Quotulatiousness

July 17, 2014

Venice as an urban model

Filed under: Europe, History, Humour, Italy — Tags: — Nicholas @ 08:46

James Lileks just spent a few weeks in Venice and he says it’s (still) an astonishing place:

Urbanists often use European cities as a model for everything that’s right and true and good about cities. American cities are spread out, so people have to drive along, instead of standing on a public transport next to a man who is muttering about chemtrails and has the personal funk of a Dumpster outside a urinalysis lab. European cities are compact, with everyone living on top of one another in picturesque piles with the square footage of the average American auto trunk. European cities are Walkable, which is the chief virtue nowadays. Well, ancient Rome was Walkable. A collection of Neolithic huts was Walkable. Apparently American cities are strewn with tacks and rattlesnakes and feature large open pits with spikes on the bottom. No one can walk there.

There’s one city no one seems to hold up as a model, and that’s Venice. I was just there for a while, and it’s an astonishing place — for reasons we can surely adapt here.
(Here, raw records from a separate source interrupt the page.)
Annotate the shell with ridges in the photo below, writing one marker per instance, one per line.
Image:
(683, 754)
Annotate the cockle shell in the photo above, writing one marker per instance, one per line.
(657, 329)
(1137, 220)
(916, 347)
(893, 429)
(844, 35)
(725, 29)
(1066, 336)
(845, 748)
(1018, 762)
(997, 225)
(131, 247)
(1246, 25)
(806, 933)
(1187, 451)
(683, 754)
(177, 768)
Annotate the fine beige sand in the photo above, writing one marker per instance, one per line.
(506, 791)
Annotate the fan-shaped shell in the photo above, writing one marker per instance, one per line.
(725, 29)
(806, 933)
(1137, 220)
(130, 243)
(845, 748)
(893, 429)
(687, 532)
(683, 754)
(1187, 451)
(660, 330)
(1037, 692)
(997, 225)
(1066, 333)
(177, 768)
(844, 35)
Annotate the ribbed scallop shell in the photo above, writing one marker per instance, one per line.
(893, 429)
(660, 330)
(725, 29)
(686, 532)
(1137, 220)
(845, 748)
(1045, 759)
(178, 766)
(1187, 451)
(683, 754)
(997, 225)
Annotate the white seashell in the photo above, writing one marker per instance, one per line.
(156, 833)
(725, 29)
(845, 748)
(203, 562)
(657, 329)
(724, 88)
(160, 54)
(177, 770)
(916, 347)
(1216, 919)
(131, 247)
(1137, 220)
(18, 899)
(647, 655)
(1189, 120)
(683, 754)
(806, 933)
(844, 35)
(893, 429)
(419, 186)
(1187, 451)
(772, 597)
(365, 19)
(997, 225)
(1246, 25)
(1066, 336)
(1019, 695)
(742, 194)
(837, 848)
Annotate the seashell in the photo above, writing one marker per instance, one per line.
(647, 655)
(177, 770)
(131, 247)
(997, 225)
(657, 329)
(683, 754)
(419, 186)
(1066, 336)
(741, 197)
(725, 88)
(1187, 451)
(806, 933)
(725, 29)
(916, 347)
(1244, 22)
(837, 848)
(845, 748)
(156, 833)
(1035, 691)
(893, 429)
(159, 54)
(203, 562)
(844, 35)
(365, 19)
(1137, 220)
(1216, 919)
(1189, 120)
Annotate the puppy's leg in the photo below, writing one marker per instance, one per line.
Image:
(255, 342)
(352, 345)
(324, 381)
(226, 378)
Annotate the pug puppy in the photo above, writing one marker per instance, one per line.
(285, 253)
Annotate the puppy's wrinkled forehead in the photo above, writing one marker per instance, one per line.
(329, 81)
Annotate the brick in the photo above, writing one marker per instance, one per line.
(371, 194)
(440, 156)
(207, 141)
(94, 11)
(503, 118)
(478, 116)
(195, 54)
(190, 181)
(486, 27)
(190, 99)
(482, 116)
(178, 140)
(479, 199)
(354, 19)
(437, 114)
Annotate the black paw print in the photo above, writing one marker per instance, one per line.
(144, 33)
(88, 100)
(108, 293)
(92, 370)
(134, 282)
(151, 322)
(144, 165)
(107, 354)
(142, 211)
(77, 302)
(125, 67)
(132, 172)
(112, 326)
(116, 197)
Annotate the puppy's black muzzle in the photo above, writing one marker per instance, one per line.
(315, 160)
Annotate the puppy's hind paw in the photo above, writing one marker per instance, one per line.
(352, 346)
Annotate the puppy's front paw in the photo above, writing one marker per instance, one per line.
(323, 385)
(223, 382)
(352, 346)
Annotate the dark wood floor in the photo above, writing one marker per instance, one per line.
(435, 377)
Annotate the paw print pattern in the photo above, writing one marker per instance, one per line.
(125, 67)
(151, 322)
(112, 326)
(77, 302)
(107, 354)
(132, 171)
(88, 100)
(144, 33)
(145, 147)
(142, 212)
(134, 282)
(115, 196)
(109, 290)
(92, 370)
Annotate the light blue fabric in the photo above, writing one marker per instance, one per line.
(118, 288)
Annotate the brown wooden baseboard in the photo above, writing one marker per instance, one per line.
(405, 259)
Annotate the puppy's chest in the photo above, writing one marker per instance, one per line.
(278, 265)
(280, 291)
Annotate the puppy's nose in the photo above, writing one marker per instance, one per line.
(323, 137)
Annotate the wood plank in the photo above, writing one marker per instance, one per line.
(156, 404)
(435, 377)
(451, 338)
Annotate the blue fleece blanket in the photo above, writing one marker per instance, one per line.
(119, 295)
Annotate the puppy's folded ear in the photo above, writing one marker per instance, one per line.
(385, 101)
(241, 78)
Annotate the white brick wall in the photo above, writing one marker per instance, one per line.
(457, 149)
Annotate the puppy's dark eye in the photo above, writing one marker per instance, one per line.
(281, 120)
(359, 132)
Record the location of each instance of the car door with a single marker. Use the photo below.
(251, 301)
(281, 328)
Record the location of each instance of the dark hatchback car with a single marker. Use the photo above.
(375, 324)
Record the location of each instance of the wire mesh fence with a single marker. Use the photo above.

One. No cars. It is simple to ban cars from all streets with Venice-style zoning, which ensures that most streets are three feet wide. You couldn’t get Orson Welles down these passageways without greasing both sides and shooting him out of a cannon. There are streets in this town where two people who meet going the opposite way cannot pass, but local customs dictate that the person who is taller gets down on hands and knees and the other person climbs over him. No car can enter the streets of Venice unless you lower it into a plaza with a helicopter.

Two. It is quite walkable, and your journeys will give you that marvelous sense of discovery and surprise the urbanists seek. By which I mean, you will be lost. The maps are no help; you’re on a small street named Contradore Della Caravaggissimo Magiori di Luchese, and the map shows C. del Car.Ma.Lu, if you’re lucky. And it’s in the type that makes the bottom line of an eye chart look like a tabloid headline the day war is declared.

Three. It is better than walkable: it is swimmable, and thus provides an excellent form of exercise. Remarkably, the concept of swimming from your house to work never seems to have been popular, for the same reason most people don’t bike to work: You arrive at the office wet and smelly.